Big Voice might be a 20 billion USD industry within a few years. As the market expands, privacy-focused experts are increasingly looking for efforts to stop people’s voice data from being exploited against them.

A Threat to Privacy

According to Emmanuel Vincent, a senior research scientist focusing on voice technologies at France’s National Institute for Research in Digital Science and Technology (Inria), both the words you say and how you say them, machines can use to identify you.

“It is just the beginning. Your voice can also uncover information on your emotions and medical state,” Vincent says. “These additional pieces of information assist develop a complete picture,” he added, “and then this would be used for all kinds of targeted ads.”

Moreover, there is a possibility that hackers could gain access to the place where your speech data is stored and use it to mimic you, in addition to your voice data potentially feeding into the enormous universe of data used to show you online adverts.

A few of these cloning cases have already occurred, demonstrating the value of your voice. People have also been recorded saying “yes” to use the confirmation in payment scams using simple robocalls.

Last year, TikTok updated its privacy regulations and decided to collect voiceprints – a broad term for the data included within your voice – along with other biometric data, such as your faceprint, from users in the United States.

Call centers are also employing AI to assess people’s “behavior and emotion” during phone calls and evaluate the “tone, speed, and pitch of every word” to build profiles of people and boost sales.

“We are at the point where the systems to recognize who you are and link everything together exist, but the protection isn’t there, and it’s still a long way off from being useable,” says Henry Turner, a University of Oxford researcher. He studied the security of speech systems.
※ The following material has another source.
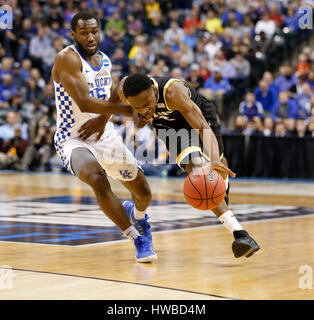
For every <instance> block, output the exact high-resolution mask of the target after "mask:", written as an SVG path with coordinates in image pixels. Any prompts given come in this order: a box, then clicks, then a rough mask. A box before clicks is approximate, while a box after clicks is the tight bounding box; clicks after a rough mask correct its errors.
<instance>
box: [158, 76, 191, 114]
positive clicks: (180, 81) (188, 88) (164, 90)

Speech Anonymization Efforts

Anonymization aims to maintain your voice sounding human while removing as much information as possible that machines can use to recognize you. Anonymizing the contents of what someone is saying by deleting or altering any critical phrases in files before they are saved and anonymizing the voice itself are two independent strands.

The majority of current speech anonymization initiatives entail running someone’s voice through experimental software that modifies some of the characteristics of the voice signal to make it seem different. It includes changing some of the pitch, replacing portions of speed with data from other voices, and synthesizing the final product.

But, Is anonymization technology effective? “Without entirely changing the voice, effective anonymization is not achievable,” says Rite Singh, an associate professor at the Language Technologies Institute of Carnegie Mellon University. “It’s not the same voice if you change it entirely.”

Despite this, Singh believes it is still worthwhile to build voice-privacy technology because no privacy or security system is completely secure.

Although fingerprint and face recognition technologies on iPhones have been hacked in the past, they remain a reliable means of preserving people’s privacy.